On the corner of Theresienstraße and Türkenstraße in Munich, the first Munich multi-storey apartment house was built in the 1950s by architect and designer Sep Ruf. The design was completely different from the usual standards: the narrow, 7-storey building still impresses with its openness to the outside and its brightness. As a homage to Sep Ruf’s building, the architects Sauerbruch & Hutton planned their Museum Brandhorst opposite in such a way that you can see the Ruf building mirrored in the entrance area.
The apartment inside the Sep Ruf building encompasses around 115 m² including two balconies. The balconies offer a perfect view of the artistic quarter in the Maxvorstadt district of Munich. The idea behind the renovation was a re-interpretation of the 1950s apartment. Furniture from the 50s, such as chairs and side tables, in combination with modern design, break up the style of the apartment and have an atmospheric effect. The highlight of the apartment is the colour keyboard from Le Corbusiers: In 1959 Le Corbusier expanded the Polychromie Architecturale with 20 more intense colours and an additional colour keyboard. The colours of the walls and the light switches and sockets pick up the colour concept of Le Corbusiers and lend harmony to the apartment.
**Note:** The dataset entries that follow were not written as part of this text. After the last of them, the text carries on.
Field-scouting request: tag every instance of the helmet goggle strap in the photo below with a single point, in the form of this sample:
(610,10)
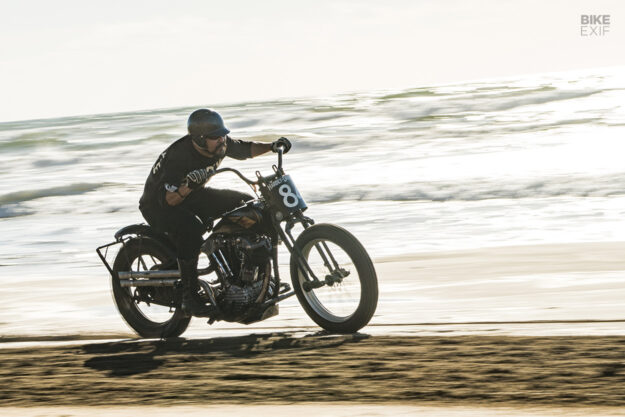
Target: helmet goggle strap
(200,141)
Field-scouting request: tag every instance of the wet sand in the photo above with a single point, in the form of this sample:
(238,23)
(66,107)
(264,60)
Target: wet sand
(283,368)
(465,332)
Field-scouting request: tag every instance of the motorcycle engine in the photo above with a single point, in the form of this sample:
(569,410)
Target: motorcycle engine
(246,261)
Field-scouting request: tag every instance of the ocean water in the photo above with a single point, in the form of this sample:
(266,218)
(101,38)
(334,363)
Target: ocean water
(521,160)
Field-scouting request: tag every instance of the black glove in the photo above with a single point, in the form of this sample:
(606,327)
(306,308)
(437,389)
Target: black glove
(284,143)
(197,178)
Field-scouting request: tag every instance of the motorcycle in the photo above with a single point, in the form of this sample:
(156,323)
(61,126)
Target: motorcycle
(331,273)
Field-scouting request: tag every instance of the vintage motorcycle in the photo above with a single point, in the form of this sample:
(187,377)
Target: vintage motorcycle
(331,272)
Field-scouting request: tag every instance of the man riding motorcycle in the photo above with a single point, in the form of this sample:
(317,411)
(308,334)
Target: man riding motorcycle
(175,201)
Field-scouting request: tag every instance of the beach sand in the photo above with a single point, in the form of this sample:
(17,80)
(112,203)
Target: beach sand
(480,373)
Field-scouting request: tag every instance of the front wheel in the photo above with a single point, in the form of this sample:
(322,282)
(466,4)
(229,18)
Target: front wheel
(349,295)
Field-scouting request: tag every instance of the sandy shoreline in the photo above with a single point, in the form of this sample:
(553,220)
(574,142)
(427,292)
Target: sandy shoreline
(493,294)
(279,368)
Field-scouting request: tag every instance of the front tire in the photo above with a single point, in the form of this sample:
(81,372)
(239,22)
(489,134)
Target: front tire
(345,306)
(151,321)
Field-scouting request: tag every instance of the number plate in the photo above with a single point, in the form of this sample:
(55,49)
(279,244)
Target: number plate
(285,193)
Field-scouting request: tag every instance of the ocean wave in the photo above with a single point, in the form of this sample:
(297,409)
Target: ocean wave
(27,195)
(476,190)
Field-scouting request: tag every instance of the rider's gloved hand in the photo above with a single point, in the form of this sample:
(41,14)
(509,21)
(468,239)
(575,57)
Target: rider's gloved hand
(282,142)
(197,178)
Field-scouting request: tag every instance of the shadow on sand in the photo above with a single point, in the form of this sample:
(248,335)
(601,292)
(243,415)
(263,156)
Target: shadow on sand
(132,357)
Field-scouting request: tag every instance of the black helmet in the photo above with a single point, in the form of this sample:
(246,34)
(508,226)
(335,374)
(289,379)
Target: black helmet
(205,124)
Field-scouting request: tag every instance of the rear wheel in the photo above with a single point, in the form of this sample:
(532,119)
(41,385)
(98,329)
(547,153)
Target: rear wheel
(142,307)
(347,300)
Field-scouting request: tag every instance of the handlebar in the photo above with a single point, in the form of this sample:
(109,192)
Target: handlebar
(243,177)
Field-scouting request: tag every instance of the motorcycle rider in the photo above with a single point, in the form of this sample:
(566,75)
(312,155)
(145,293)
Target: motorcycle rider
(175,200)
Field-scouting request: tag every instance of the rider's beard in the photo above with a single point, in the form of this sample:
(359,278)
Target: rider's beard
(221,151)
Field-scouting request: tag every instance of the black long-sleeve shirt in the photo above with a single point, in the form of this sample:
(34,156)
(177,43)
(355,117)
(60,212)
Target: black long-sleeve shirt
(180,158)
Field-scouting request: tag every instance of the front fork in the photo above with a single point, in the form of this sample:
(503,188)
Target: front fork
(336,273)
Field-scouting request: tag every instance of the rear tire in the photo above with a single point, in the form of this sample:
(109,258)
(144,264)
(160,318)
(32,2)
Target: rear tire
(135,255)
(328,306)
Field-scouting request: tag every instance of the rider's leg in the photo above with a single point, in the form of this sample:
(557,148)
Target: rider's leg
(186,231)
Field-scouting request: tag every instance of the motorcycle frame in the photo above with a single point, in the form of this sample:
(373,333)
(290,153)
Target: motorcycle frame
(170,278)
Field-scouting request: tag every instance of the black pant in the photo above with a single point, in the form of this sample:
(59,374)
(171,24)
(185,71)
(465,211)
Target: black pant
(186,223)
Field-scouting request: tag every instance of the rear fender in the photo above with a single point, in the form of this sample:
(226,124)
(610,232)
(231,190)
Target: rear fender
(144,230)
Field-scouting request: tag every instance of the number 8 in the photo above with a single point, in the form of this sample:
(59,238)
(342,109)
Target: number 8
(286,192)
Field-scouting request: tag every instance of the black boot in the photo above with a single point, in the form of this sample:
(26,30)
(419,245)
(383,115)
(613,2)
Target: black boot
(192,304)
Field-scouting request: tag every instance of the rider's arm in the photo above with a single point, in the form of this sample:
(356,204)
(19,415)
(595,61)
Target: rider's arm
(259,148)
(173,198)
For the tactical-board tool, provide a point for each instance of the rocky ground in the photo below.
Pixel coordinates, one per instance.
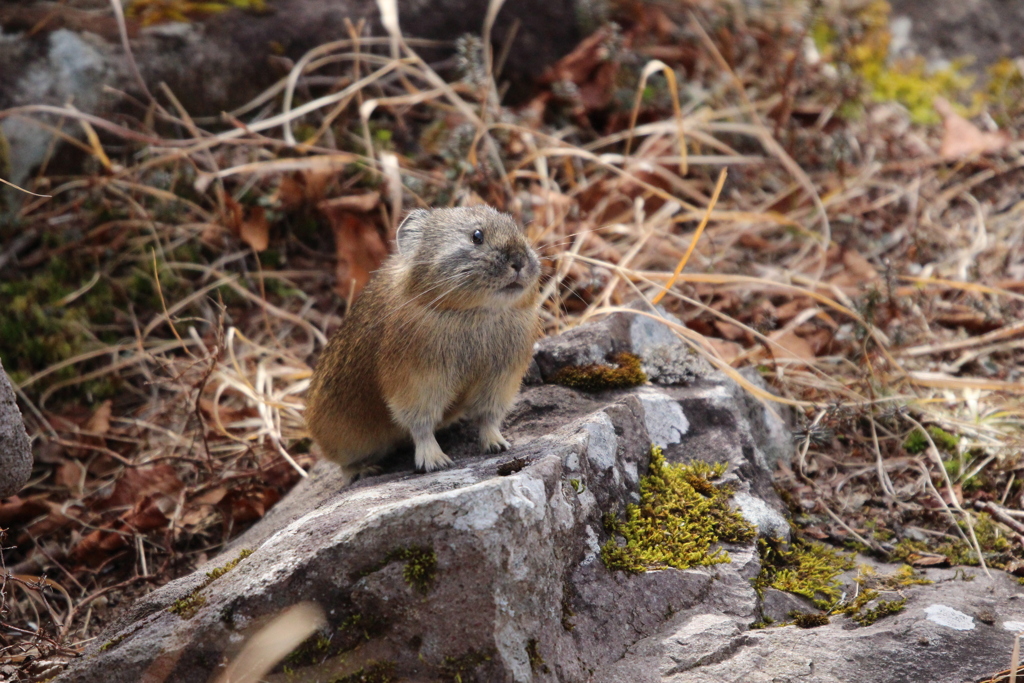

The following colours were used: 32111 l’ocre rouge moyen – a terracotta tone, 32041 vert anglais clair – a slightly grey green, 4320B blanc ivoire – ivory white, 32010 gris foncé 31 – iron grey and 32034 céruléen pâle – a subtle blue-grey tone. The "polychromie architecturale" is based on the artistic selection of pigments and the repetition of a few primary colours. All 63 colours are natural colours and as such are consistently harmonious. Every colour can be harmoniously combined with any other colour in the system.